11/3/2004 - STRATTON AIR NATIONAL GUARD BASE, N.Y. (AFPN)  -- Thousands of Nicaraguans needing treatment received help from New York guardsmen when the Airmen gathered to sort through a hospital full of dusty medical equipment.


Sister Deb, or Debbie Blow, executive director of the North Country Mission of Hope in Plattsburgh, N.Y., has an ongoing mission to provide humanitarian assistance in Nicaragua. From Oct. 25 to 27, that mission included working with 17 members of the New York Air National Guard here.

“I feel blessed to have met this group,” said Sister Deb. She looked across the remains of what was once an emergency room as clanking and banging sounds echoed through an open doorway on her right. “I don’t know how we could have accomplished this without them.”

Stratton, home of the famous 109th Airlift Wing whose ski-equipped LC-130s land at the North and South poles, was the closest base available with the required equipment and skills to complete the task.

The Airmen helped remove, package and ship medical equipment and supplies from the now-closed Plattsburgh Air Force Base’s hospital. The New York base closed in 1995 in a nationwide round of base closures.

The group trucked the equipment from the deserted four-story hospital to a staging area at the base, then prepared and loaded the equipment into containers for transport by sea. They prepared X-ray equipment, operating tables, autoclaves, dental chairs, mammography machines and other large medical equipment.

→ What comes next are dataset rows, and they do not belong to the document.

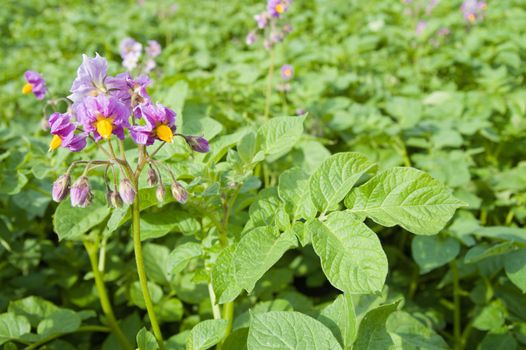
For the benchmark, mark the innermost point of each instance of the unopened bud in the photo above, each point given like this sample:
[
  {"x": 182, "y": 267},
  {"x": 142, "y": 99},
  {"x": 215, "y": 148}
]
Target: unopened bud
[
  {"x": 61, "y": 188},
  {"x": 81, "y": 195},
  {"x": 160, "y": 193},
  {"x": 179, "y": 192},
  {"x": 126, "y": 191},
  {"x": 152, "y": 178},
  {"x": 198, "y": 143}
]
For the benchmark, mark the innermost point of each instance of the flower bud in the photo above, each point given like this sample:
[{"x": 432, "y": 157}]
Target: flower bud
[
  {"x": 179, "y": 192},
  {"x": 152, "y": 178},
  {"x": 126, "y": 191},
  {"x": 160, "y": 193},
  {"x": 114, "y": 199},
  {"x": 81, "y": 195},
  {"x": 61, "y": 188},
  {"x": 198, "y": 143}
]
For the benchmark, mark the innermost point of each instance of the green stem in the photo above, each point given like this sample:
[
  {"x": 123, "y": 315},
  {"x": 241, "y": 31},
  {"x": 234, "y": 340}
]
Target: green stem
[
  {"x": 269, "y": 83},
  {"x": 58, "y": 335},
  {"x": 92, "y": 248},
  {"x": 456, "y": 302},
  {"x": 136, "y": 228}
]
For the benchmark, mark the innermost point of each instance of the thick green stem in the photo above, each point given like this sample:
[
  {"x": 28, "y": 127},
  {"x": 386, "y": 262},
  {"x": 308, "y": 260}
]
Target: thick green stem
[
  {"x": 268, "y": 93},
  {"x": 91, "y": 248},
  {"x": 456, "y": 311},
  {"x": 142, "y": 272}
]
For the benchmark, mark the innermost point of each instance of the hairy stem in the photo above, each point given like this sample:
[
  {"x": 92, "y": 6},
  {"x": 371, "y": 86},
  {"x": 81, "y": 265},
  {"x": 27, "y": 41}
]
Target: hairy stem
[
  {"x": 92, "y": 248},
  {"x": 142, "y": 272},
  {"x": 456, "y": 311}
]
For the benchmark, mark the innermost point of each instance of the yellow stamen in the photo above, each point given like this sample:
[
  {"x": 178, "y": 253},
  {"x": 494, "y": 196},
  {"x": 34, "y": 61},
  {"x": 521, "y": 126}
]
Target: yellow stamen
[
  {"x": 27, "y": 88},
  {"x": 55, "y": 143},
  {"x": 104, "y": 127},
  {"x": 164, "y": 133}
]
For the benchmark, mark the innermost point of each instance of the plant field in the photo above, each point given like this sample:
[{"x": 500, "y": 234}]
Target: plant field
[{"x": 281, "y": 174}]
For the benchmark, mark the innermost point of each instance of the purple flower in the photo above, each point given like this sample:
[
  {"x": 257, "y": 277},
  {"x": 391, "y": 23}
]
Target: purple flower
[
  {"x": 103, "y": 116},
  {"x": 153, "y": 49},
  {"x": 251, "y": 38},
  {"x": 63, "y": 131},
  {"x": 126, "y": 191},
  {"x": 35, "y": 84},
  {"x": 420, "y": 27},
  {"x": 61, "y": 188},
  {"x": 287, "y": 72},
  {"x": 261, "y": 19},
  {"x": 277, "y": 7},
  {"x": 179, "y": 193},
  {"x": 130, "y": 52},
  {"x": 159, "y": 124},
  {"x": 81, "y": 195},
  {"x": 90, "y": 80},
  {"x": 473, "y": 10},
  {"x": 197, "y": 143}
]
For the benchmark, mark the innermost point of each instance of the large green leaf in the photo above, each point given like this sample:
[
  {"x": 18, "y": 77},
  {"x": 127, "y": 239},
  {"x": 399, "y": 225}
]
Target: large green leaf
[
  {"x": 351, "y": 254},
  {"x": 12, "y": 327},
  {"x": 278, "y": 135},
  {"x": 289, "y": 330},
  {"x": 331, "y": 182},
  {"x": 372, "y": 334},
  {"x": 206, "y": 334},
  {"x": 72, "y": 223},
  {"x": 406, "y": 197}
]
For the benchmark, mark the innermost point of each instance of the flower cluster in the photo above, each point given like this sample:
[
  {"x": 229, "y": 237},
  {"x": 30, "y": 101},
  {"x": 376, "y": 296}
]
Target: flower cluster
[
  {"x": 105, "y": 109},
  {"x": 131, "y": 52},
  {"x": 267, "y": 22},
  {"x": 473, "y": 10}
]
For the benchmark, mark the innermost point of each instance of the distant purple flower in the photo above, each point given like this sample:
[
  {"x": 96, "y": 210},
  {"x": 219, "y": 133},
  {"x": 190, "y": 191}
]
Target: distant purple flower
[
  {"x": 126, "y": 191},
  {"x": 63, "y": 131},
  {"x": 61, "y": 188},
  {"x": 198, "y": 143},
  {"x": 159, "y": 124},
  {"x": 35, "y": 84},
  {"x": 287, "y": 72},
  {"x": 420, "y": 28},
  {"x": 277, "y": 7},
  {"x": 251, "y": 38},
  {"x": 81, "y": 195},
  {"x": 103, "y": 116},
  {"x": 153, "y": 49},
  {"x": 473, "y": 10},
  {"x": 262, "y": 19},
  {"x": 130, "y": 52}
]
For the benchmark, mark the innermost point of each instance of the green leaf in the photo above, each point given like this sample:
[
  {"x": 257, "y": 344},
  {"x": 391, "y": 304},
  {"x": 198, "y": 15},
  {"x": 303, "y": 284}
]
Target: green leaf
[
  {"x": 206, "y": 334},
  {"x": 407, "y": 331},
  {"x": 431, "y": 252},
  {"x": 340, "y": 318},
  {"x": 331, "y": 182},
  {"x": 73, "y": 223},
  {"x": 12, "y": 327},
  {"x": 406, "y": 197},
  {"x": 351, "y": 254},
  {"x": 179, "y": 258},
  {"x": 278, "y": 135},
  {"x": 257, "y": 251},
  {"x": 293, "y": 189},
  {"x": 372, "y": 334},
  {"x": 146, "y": 340},
  {"x": 60, "y": 321},
  {"x": 34, "y": 308},
  {"x": 515, "y": 267},
  {"x": 289, "y": 330}
]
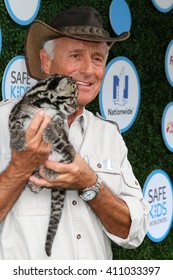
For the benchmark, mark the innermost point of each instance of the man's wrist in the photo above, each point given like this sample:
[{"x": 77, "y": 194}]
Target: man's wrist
[{"x": 91, "y": 192}]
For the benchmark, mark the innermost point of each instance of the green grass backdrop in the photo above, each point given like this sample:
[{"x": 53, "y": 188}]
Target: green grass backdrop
[{"x": 151, "y": 32}]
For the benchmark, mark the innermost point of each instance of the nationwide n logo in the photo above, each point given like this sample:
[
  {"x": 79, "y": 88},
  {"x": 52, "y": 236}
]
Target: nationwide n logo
[
  {"x": 120, "y": 89},
  {"x": 120, "y": 93},
  {"x": 167, "y": 126}
]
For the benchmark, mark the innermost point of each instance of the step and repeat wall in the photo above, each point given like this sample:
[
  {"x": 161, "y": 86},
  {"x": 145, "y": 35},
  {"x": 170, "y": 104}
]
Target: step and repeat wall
[{"x": 137, "y": 93}]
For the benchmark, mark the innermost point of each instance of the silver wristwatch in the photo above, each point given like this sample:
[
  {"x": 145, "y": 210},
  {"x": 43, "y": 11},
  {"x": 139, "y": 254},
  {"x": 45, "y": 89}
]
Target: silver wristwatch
[{"x": 91, "y": 192}]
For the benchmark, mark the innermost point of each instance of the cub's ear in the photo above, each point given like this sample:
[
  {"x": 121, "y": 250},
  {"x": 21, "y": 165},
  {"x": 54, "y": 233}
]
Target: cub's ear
[{"x": 62, "y": 84}]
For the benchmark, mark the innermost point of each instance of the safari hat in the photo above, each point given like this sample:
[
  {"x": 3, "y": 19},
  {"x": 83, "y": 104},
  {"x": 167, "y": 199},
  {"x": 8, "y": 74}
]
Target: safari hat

“We (made) custom crates for the larger, more important machines,” said Senior Master Sgt. Tom Chico, a civil engineer.

The items will be shipped to the country free of charge through the Department of Defense’s Denton Program, which is a logistics program that sends U.S. aid worldwide by land, sea and air within the Defense Transportation System.

"We came to assist the Mission of Hope, but I think I speak for all 109th personnel who helped out that we gained as well in this endeavor," said Senior Master Sgt. Mark Schaible, the 109th’s air cargo specialist supervisor.

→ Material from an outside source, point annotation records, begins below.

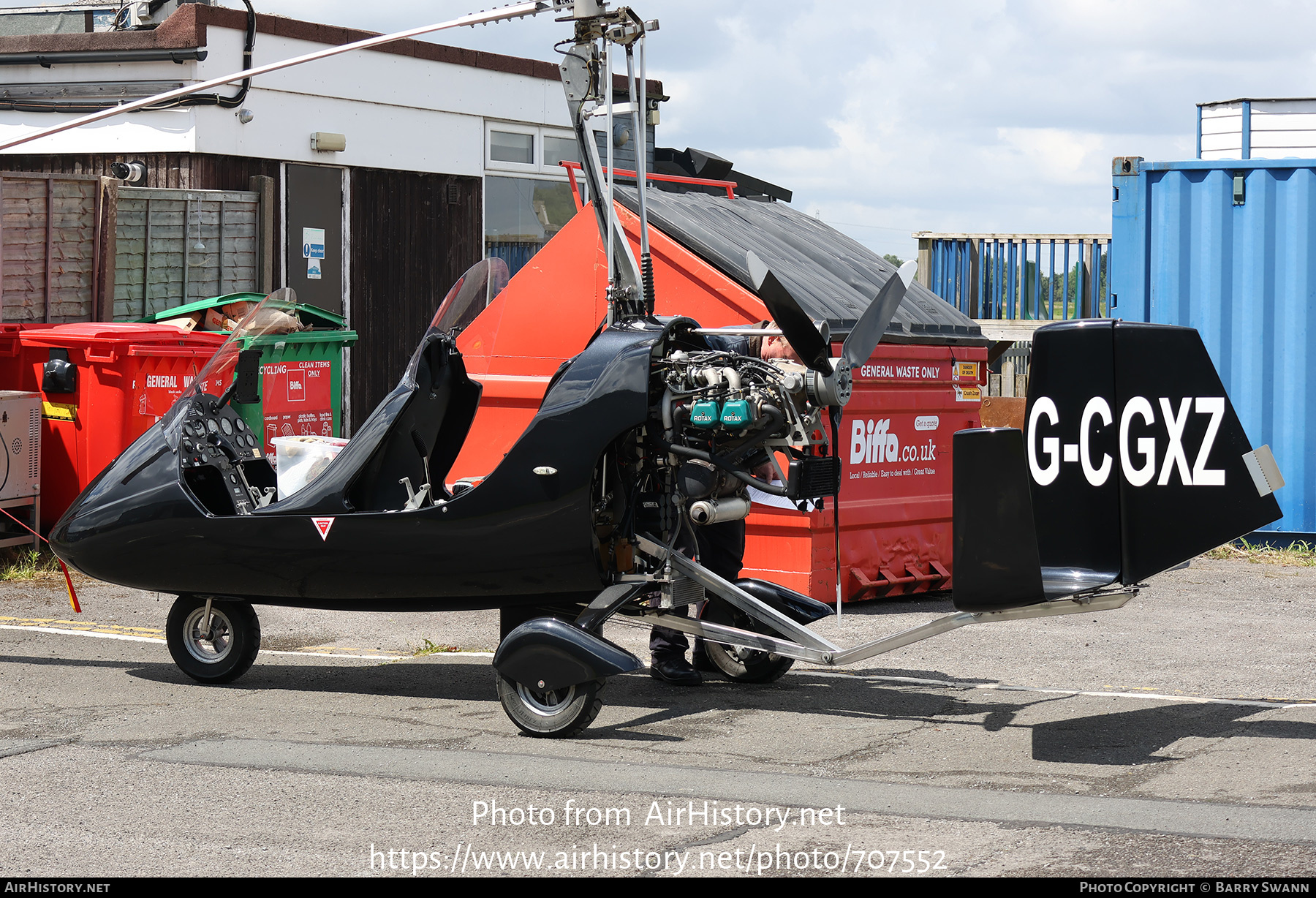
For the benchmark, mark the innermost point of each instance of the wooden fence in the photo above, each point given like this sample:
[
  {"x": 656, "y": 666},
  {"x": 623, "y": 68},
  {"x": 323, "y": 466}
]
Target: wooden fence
[
  {"x": 82, "y": 248},
  {"x": 174, "y": 246},
  {"x": 50, "y": 261}
]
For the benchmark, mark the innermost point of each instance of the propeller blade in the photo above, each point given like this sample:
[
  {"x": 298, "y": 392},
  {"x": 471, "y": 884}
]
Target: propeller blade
[
  {"x": 870, "y": 327},
  {"x": 796, "y": 327}
]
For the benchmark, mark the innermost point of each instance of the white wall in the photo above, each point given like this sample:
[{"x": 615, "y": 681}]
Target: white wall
[{"x": 398, "y": 112}]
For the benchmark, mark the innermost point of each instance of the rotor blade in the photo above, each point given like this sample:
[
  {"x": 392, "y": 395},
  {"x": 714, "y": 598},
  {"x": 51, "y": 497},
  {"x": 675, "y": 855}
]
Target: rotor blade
[
  {"x": 870, "y": 327},
  {"x": 796, "y": 327}
]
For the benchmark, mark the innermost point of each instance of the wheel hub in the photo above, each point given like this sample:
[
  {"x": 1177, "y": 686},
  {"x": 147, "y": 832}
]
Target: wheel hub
[
  {"x": 208, "y": 646},
  {"x": 545, "y": 703}
]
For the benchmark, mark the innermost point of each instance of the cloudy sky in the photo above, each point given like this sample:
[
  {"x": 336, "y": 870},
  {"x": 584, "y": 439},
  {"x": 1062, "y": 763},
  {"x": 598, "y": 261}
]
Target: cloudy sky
[{"x": 890, "y": 118}]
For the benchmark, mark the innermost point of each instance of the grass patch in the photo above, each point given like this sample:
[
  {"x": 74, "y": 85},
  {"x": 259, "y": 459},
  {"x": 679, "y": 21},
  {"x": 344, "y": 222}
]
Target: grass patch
[
  {"x": 1299, "y": 554},
  {"x": 429, "y": 648},
  {"x": 20, "y": 564}
]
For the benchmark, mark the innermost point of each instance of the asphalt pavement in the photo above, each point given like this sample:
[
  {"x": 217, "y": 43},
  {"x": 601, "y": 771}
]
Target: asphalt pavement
[{"x": 1176, "y": 736}]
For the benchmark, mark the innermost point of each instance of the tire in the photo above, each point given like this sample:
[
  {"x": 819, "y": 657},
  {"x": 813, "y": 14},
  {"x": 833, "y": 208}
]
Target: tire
[
  {"x": 738, "y": 664},
  {"x": 232, "y": 648},
  {"x": 559, "y": 714}
]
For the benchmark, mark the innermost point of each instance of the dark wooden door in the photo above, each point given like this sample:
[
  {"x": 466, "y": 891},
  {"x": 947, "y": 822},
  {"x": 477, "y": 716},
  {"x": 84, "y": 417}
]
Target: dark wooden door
[{"x": 315, "y": 204}]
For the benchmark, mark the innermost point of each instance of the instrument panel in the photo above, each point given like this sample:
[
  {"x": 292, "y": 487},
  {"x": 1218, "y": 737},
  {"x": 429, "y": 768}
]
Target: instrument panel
[{"x": 223, "y": 460}]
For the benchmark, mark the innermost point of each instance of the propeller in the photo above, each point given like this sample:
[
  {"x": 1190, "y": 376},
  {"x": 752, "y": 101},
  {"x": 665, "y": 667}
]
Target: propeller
[
  {"x": 832, "y": 382},
  {"x": 796, "y": 327},
  {"x": 831, "y": 385}
]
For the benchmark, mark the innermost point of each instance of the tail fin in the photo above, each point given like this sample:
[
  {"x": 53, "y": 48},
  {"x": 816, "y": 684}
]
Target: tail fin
[{"x": 1135, "y": 459}]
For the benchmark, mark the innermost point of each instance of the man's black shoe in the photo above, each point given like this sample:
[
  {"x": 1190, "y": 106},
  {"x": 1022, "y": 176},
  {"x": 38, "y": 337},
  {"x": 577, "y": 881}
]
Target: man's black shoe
[
  {"x": 702, "y": 661},
  {"x": 676, "y": 671}
]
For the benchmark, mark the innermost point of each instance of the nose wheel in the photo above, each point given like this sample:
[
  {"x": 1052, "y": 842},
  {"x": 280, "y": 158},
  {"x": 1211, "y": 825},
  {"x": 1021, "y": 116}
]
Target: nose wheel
[
  {"x": 551, "y": 713},
  {"x": 212, "y": 641}
]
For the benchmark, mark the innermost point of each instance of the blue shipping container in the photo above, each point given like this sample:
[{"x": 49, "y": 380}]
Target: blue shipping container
[{"x": 1228, "y": 246}]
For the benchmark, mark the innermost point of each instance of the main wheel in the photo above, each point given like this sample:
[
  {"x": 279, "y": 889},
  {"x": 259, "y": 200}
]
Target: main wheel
[
  {"x": 556, "y": 714},
  {"x": 740, "y": 664},
  {"x": 216, "y": 654}
]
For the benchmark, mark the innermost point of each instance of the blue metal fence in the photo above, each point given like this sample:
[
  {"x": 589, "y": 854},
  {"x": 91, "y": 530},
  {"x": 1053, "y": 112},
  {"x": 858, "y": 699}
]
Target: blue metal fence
[
  {"x": 515, "y": 253},
  {"x": 1033, "y": 277}
]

“We had to tell them to take some time off,” said Connie Miller, a Mission of Hope secretary. She leaned over her clipboard and looked into one of six shipping containers being loaded by the Airmen. “They are extremely respectful of what we are trying to do here.”

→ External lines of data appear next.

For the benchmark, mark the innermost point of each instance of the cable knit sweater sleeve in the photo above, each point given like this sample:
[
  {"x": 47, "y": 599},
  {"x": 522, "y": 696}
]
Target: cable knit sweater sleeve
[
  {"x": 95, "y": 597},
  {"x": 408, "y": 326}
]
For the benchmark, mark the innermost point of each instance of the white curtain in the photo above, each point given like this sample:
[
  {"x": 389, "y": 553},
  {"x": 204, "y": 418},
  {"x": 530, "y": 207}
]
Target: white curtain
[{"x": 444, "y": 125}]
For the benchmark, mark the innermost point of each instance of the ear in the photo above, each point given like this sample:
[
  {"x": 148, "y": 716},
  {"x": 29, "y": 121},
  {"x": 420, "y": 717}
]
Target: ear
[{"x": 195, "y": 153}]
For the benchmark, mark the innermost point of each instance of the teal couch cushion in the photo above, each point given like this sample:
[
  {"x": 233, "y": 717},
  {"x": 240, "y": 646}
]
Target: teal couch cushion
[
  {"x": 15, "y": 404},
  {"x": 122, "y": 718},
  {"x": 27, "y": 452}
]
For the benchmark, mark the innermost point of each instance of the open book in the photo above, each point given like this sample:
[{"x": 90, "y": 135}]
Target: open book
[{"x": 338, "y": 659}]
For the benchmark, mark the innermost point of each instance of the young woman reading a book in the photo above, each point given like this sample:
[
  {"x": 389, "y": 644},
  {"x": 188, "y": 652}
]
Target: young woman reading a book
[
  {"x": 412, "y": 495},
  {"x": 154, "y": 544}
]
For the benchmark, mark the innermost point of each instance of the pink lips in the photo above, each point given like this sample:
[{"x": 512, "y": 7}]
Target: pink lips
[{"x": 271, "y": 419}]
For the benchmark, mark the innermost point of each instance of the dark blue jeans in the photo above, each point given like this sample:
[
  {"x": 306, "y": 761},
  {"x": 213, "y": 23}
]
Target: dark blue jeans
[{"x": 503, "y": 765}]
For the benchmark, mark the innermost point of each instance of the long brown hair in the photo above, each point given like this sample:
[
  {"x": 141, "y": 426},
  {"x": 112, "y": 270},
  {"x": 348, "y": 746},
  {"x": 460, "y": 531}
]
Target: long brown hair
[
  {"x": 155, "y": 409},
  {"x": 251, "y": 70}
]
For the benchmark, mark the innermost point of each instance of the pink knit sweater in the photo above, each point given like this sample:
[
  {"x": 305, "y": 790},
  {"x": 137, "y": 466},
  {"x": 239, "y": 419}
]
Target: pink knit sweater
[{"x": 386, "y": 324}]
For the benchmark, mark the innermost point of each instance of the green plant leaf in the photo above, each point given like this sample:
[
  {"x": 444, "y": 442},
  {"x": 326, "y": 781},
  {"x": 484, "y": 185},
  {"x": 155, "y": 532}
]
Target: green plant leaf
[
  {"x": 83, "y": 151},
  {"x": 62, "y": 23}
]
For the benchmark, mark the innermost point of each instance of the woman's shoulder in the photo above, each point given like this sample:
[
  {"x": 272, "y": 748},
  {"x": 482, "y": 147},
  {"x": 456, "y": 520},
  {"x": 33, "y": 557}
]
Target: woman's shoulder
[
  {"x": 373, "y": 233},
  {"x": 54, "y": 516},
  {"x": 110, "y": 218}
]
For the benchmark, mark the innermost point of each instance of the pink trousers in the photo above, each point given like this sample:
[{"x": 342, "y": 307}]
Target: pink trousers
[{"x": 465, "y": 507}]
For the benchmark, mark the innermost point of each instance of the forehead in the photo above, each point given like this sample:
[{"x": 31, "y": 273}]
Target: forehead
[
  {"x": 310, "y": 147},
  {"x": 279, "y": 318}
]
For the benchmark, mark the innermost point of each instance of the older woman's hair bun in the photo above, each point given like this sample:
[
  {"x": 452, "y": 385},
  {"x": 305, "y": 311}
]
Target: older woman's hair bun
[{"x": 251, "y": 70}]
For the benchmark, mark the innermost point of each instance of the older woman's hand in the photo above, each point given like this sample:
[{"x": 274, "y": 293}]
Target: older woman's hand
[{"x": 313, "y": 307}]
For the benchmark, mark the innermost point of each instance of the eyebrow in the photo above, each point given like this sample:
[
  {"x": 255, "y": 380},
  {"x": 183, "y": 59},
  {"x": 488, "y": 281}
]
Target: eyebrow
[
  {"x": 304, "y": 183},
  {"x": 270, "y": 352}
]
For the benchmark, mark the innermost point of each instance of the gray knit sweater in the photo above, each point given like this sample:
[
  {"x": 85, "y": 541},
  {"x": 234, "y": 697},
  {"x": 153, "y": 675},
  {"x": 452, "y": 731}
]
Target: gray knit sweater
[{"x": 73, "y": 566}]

Support for the project poured in from the military and civilian communities. The mission received everything needed to get the equipment sailing, from pallet and packaging material to food for those moving and crating the equipment.

“It’s amazing how everything has fallen into place,” Sister Deb said.

She explained that medical professionals from the local community had volunteered to ensure the equipment was safe and useable. A local equipment calibrator also volunteered to test the equipment and will travel to Nicaragua to train locals when the equipment arrives Nov. 25.

“They’re the same people who serviced the equipment when this hospital was open,” Sister Deb said. “It seems beyond coincidence.”